Astigmatism and Presbyopia

Astigmatism is the refractive condition in which the refracting power of the eye differs in different meridians — the eye cannot form a point focus; instead, parallel light is focused as two separate line foci separated by the interval of Sturm. The most common cause is an asymmetrically curved cornea (the cornea is steeper in one meridian than the perpendicular meridian, like a rugby ball rather than a football), though the crystalline lens also contributes (lenticular astigmatism). Unlike myopia and hypermetropia, which produce uniform blur at a given distance, astigmatism causes blurring and distortion at both distance and near simultaneously, because no single plane can bring both meridians to focus at the same point on the retina. Patients may describe monocular ghosting, shadow images around letters, or difficulty reading fine print even with distance spectacles.

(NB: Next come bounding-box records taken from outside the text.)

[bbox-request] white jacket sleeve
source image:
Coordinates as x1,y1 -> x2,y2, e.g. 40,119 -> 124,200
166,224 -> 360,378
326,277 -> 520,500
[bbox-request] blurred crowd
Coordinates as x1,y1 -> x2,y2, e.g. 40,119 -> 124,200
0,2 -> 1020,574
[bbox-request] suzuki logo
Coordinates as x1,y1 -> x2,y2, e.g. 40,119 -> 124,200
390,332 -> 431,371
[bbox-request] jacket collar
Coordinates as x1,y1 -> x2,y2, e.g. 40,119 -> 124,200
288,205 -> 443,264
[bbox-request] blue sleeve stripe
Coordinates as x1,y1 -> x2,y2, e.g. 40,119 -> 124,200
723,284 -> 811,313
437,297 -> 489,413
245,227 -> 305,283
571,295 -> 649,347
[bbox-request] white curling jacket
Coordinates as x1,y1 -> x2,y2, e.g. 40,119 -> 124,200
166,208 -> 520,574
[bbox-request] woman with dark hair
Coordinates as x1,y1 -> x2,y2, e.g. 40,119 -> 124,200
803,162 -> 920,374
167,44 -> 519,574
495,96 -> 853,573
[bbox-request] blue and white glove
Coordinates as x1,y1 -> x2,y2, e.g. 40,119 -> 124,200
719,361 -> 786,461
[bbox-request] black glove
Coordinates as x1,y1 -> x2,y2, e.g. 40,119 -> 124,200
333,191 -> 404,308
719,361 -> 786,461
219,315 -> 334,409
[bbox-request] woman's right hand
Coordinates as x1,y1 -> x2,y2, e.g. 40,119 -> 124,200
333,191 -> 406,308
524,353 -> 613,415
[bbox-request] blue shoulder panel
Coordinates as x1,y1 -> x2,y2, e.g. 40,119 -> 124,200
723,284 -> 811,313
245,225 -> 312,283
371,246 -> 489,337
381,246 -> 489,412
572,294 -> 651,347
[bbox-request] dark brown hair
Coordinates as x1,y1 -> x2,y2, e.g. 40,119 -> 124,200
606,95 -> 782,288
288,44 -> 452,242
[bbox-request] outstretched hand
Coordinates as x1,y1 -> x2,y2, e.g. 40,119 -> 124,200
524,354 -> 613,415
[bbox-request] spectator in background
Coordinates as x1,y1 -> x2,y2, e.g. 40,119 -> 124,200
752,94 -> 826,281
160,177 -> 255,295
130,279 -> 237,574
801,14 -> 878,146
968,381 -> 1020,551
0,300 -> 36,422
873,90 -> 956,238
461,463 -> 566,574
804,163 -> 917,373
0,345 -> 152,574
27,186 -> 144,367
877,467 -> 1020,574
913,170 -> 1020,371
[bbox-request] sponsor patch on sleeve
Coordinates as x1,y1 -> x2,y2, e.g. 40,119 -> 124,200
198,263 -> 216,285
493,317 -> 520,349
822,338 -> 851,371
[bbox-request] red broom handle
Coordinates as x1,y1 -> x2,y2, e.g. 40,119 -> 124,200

Astigmatism is extremely common and frequently coexists with myopia or hypermetropia. The clinical significance depends on its degree and type — a small regular astigmatism is easily corrected with a cylindrical spectacle lens, while irregular astigmatism (from corneal scarring or keratoconus) cannot be corrected with standard spectacle lenses and requires rigid contact lenses or surgery.

Provided image

Regular astigmatism (most common, correctable with cylindrical lenses): the two principal meridians (steepest and flattest) are perpendicular to each other.
- With-the-rule (WTR) astigmatism: the vertical meridian is steeper than the horizontal — corrected with a minus cylinder at 180° (or equivalently, a plus cylinder at 90°). This is more common in young individuals.
- Against-the-rule (ATR) astigmatism: the horizontal meridian is steeper — corrected with a minus cylinder at 90°. More common with advancing age.
- Oblique astigmatism: principal meridians lie at oblique angles (not at 90° or 180°).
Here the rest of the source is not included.